C++ supports runtime polymorphism through virtual functions.

• What they are: When you declare a function in a base class as virtual, you are telling the compiler that this function may be overridden by a derived class. When you call this function through a base class pointer or reference, the compiler will generate code to look up the correct version of the function to call at runtime based on the actual type of the object. This is called dynamic dispatch.
• How it works: The compiler typically implements this using a vtable (virtual table). A vtable is a lookup table of function pointers. Each class with virtual functions has its own vtable. Each object of such a class has a hidden pointer (the vptr) to its class's vtable.

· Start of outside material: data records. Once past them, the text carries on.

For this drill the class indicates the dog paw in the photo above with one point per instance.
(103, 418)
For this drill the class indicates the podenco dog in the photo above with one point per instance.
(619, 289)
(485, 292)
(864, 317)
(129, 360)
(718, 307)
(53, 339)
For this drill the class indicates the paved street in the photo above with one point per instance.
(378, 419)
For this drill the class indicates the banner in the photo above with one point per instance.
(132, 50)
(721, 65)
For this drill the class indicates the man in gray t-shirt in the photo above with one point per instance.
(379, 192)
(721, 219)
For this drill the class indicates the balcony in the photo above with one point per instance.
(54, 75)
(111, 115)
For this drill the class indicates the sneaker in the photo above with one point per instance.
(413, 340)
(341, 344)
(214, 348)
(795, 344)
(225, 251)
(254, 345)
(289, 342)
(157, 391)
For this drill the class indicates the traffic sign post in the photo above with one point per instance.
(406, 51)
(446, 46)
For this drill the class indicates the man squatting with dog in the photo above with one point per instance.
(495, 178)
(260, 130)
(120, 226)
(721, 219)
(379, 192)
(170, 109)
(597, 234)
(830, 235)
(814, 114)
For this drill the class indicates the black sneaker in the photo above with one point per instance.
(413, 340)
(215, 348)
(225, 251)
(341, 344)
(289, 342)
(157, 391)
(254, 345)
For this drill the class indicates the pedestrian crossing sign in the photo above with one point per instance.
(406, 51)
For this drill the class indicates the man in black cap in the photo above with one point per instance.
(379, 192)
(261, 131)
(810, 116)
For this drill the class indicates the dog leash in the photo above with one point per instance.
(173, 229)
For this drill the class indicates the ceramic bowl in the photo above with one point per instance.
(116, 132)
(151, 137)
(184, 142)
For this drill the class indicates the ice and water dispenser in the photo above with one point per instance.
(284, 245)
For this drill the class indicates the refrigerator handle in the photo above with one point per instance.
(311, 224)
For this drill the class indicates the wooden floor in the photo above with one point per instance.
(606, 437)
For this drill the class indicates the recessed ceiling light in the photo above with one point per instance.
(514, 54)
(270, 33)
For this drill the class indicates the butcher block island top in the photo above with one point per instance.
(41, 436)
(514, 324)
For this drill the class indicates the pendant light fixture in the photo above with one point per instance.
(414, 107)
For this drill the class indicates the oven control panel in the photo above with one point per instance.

When a virtual function is called, the program follows the vptr to the vtable to find the address of the correct function to call.

Key Keywords:

• virtual: In the base class, declares a function as being overridable.
• override: In the derived class, indicates that you are intentionally overriding a base class virtual function. This is not mandatory but is strongly recommended as it allows the compiler to catch errors (e.g., if you misspell the function name).
• final: In the derived class, indicates that this function cannot be overridden any further down the inheritance chain.
• Virtual Destructor: If a class is intended to be used as a base class, its destructor must be declared virtual. This ensures that when you delete a derived class object through a base class pointer, the correct destructor (the derived one, followed by the base one) is called. Forgetting this leads to resource leaks.

#include <iostream>
#include <memory>

class Animal {
public:
    // A virtual destructor is essential for a base class.
    virtual ~Animal() = default;
    virtual void speak() const {
        std::cout << "Animal speaks\n";
    }
};

class Dog : public Animal {
public:
    // 'override' ensures we are correctly overriding a base virtual function.
    void speak() const override {
        std::cout << "Dog barks\n";
    }
};

int main() {
    // Polymorphism in action.
    // 'animal_ptr' is a base pointer, but it points to a derived object.
    std::unique_ptr<Animal> animal_ptr = std::make_unique<Dog>();

    // Because speak() is virtual, the Dog::speak() version is called at runtime.
    animal_ptr->speak(); // Prints "Dog barks"

    return 0;
} // The virtual destructor ensures Dog's destructor is called, then Animal's.

Interview Takeaway: Virtual functions are C++'s mechanism for runtime polymorphism. Explain how they work using the concept of a vtable and dynamic dispatch. Emphasize the critical importance of a virtual destructor in any base class to prevent resource leaks.